The marker positions are automatically stored in a database which is then copied and sent to the Science Team every morning for analysis. The first problem we have to face at Space Warps is the same one we run into in life every day – namely, that we are only human, and we make mistakes. Lots of them! If we were all perfect, then the Space Warps analysis would be easy, and the CFHTLS project would be done by now. Instead though, we have to allow for mistakes – mistakes that we make when we’ve done hundreds of images tonight already and we’re tired, or mistakes we make because we didn’t realise what we were supposed to be looking for, or mistakes we make – well, you know how it goes. We all make mistakes! And it means that there’s a lot of uncertainty encoded in the Space Warps database.

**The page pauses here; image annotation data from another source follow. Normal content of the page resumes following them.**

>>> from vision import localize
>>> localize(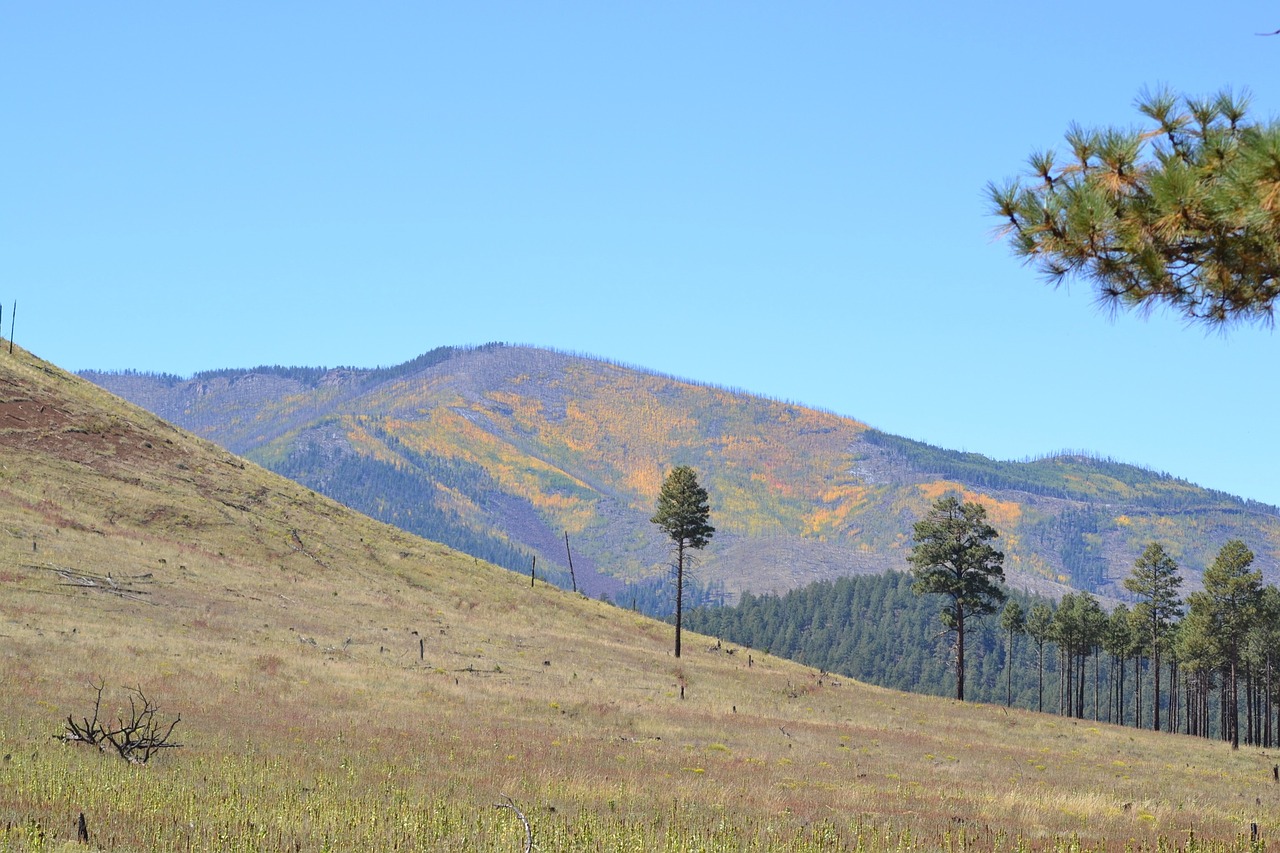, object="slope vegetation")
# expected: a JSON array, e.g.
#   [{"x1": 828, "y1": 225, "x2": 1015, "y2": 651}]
[
  {"x1": 86, "y1": 345, "x2": 1280, "y2": 601},
  {"x1": 0, "y1": 351, "x2": 1280, "y2": 852}
]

What we can do to cope with this uncertainty is simply to allow for it. It’s OK to make mistakes at Space Warps! Other people will see the same images and make up for them. What we do is try and understand what each volunteer is good at: Spotting lenses? Or rejecting images that don’t contain lenses? We do this by using the information that we have about how often each volunteer gets images “right”, so that when a new image comes along, we can estimate the probability that they got it “right” that time. This information has to come from the few images where we do actually know “the right answer” – the training images. Each time you classify a training image, the database records whether you spotted the sim or caught the empty image, and the analysis software uses this information to estimate how likely you are to be right about a new, unseen survey image. But this estimation process also introduces uncertainty, which we also have to cope with!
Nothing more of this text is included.